Okay, so flash forward to Morganne at 4.5, technically ready for kindergarten. I'm suddenly supposed to hand her over to the public schools? Uh, no thanks. Well, then, I'm supposed to stop trusting her good sense of what is right for her and feed her a prepackaged curriculum? I don't think so.
Well, okay, we'll try unschooling and see what happens. Maybe we'll need to augment her chosen learning with some sneaky Mom-led learning. Hmmm. Let's see, at the end of kindergarten, she seems to have learned things way beyond the kindergarten curriculum. Most kindergartners aren't studying Spanish, anatomy and multiplication. Okay, we'll do it for first grade, too.
Golly, at the end of first grade, she's reading on a 6th grade level. What a great un-teacher I am. And she's also doing math at 3rd or 4th grade levels. Her vocabulary is enormous and her writing is progressing.
I'd better start worrying about geography, then. ;-)
I guess we did fall into unschooling, but it seems more that unschooling grew gradually out of our basic parenting philosophy.

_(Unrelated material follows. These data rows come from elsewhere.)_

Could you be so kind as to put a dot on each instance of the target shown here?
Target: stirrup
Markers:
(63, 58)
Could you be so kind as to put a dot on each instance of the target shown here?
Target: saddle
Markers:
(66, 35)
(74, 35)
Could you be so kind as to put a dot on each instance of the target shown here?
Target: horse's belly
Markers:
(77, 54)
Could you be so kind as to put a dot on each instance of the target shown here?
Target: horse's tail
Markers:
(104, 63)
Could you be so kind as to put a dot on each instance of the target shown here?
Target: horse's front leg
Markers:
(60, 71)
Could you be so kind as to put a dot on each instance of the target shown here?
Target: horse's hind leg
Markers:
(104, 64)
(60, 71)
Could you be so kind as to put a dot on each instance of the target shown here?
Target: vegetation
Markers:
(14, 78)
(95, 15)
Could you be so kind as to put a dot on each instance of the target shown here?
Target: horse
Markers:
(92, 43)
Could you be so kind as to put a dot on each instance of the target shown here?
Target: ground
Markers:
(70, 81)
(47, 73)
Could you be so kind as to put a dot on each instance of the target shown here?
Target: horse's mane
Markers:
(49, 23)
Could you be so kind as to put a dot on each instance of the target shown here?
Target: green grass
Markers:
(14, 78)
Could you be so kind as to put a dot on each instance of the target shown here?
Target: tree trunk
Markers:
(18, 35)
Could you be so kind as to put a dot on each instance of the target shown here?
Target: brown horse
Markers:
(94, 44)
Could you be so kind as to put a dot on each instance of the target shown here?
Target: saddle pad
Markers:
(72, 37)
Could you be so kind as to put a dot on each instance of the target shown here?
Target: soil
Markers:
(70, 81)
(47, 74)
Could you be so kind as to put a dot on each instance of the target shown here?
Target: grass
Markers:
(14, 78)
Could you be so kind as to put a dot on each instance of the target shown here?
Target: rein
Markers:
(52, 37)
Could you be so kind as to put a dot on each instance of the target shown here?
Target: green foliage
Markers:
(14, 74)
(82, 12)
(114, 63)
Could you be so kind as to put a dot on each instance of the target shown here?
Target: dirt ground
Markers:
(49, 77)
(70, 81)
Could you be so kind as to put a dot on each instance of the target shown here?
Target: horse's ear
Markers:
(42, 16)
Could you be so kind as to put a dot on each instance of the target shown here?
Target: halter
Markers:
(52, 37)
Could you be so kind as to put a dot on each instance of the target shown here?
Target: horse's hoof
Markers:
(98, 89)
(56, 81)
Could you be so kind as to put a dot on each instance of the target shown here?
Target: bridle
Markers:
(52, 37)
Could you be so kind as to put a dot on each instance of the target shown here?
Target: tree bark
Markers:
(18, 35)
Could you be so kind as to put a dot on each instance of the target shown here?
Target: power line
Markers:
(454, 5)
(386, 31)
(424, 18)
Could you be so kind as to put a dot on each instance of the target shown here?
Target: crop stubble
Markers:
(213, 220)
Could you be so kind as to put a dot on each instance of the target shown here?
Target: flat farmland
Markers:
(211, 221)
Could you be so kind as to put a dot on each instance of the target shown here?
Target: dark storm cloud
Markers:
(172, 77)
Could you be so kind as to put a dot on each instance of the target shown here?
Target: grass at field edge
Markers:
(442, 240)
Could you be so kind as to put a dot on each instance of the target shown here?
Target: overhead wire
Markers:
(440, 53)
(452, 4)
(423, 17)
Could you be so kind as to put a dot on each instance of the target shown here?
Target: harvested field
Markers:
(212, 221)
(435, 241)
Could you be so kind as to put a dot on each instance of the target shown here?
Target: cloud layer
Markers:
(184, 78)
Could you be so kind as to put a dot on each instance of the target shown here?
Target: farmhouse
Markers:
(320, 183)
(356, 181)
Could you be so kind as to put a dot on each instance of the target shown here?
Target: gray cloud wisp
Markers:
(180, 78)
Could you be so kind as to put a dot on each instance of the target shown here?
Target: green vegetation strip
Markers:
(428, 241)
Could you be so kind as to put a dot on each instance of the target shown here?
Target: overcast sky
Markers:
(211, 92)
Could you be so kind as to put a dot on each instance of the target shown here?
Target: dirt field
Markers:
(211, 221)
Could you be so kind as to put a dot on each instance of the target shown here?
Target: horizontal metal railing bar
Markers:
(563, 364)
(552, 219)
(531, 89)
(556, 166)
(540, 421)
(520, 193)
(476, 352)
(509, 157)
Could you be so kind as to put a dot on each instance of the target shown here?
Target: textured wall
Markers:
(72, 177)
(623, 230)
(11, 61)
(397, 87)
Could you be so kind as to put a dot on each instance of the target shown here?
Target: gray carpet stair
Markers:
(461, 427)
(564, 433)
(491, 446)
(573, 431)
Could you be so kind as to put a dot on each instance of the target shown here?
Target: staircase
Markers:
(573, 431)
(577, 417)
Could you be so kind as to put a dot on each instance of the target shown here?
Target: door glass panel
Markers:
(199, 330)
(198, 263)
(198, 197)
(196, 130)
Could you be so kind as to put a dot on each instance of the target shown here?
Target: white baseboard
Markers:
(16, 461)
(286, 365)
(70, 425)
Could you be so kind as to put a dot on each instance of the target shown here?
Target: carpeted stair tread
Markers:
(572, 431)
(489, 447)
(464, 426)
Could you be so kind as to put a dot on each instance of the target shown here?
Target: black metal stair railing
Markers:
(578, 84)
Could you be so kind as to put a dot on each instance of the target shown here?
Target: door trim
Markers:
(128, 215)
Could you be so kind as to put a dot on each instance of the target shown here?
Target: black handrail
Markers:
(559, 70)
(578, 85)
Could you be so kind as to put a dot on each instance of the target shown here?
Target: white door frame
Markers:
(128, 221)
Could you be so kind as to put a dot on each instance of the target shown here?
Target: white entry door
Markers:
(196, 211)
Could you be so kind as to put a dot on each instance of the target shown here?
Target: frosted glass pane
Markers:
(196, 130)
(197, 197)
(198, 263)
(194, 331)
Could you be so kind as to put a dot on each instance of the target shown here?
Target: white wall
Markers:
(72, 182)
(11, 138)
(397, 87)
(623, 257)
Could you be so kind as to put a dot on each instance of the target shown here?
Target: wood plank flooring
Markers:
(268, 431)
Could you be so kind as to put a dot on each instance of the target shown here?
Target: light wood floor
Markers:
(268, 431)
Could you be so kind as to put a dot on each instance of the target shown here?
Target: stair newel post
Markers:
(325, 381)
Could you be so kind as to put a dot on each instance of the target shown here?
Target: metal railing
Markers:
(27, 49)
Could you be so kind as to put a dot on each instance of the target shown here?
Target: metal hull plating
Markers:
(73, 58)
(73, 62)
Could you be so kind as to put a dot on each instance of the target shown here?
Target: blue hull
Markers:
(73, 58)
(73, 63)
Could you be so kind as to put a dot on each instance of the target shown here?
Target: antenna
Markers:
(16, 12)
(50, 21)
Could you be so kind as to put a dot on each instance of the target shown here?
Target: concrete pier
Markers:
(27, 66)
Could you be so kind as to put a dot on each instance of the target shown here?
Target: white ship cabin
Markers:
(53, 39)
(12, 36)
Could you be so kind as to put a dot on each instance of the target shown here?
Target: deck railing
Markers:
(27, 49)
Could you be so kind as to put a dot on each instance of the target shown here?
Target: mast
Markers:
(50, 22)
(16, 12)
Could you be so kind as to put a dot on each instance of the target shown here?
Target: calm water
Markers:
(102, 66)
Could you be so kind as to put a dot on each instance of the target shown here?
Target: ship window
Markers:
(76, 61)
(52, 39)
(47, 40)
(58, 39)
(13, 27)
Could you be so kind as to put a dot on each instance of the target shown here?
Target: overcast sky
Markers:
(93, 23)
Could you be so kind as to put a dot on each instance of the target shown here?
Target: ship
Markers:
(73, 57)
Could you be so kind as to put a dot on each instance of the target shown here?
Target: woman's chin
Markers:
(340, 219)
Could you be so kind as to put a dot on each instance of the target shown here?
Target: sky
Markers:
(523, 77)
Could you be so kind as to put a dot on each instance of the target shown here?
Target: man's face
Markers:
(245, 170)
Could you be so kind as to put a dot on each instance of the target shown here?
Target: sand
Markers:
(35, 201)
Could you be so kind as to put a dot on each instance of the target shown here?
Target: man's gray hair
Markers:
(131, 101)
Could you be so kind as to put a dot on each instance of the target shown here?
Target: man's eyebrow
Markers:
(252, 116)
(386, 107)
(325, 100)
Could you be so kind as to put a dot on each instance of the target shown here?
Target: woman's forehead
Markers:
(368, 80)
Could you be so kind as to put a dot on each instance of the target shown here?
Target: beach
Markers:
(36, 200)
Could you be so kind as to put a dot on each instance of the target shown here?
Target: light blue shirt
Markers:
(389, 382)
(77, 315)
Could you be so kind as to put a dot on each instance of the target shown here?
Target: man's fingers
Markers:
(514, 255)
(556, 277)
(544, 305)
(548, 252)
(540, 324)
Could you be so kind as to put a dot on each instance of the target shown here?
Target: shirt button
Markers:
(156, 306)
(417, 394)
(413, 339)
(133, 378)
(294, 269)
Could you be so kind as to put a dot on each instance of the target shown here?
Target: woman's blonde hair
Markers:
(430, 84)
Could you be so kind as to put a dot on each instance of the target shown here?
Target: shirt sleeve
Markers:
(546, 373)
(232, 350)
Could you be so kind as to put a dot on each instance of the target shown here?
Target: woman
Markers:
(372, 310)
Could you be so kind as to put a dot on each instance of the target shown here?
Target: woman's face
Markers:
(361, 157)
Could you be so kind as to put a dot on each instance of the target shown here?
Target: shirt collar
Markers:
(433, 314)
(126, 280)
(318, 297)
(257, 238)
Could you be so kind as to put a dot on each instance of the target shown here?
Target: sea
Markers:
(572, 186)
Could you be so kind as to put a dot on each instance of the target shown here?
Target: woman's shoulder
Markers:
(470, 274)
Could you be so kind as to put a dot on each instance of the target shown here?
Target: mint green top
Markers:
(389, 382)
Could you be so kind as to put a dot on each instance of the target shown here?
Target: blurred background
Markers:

In one of his books, John Holt says that the American educational philosophy starts with the belief that "Children are no damned good." (expletive his). The unschooling philosophy starts with a belief in the natural abilities of children to learn and grow.
I think that's why the religious wars on unschooling get so vehement. People insist that unschooling doesn't work, so I look at my children, see proof that it works very well and scratch my head at these other folks' lack of understanding. They look at their children, see evidence that children won't learn without coercion, and think I'm nuts. Our basic beliefs are diametrically opposed.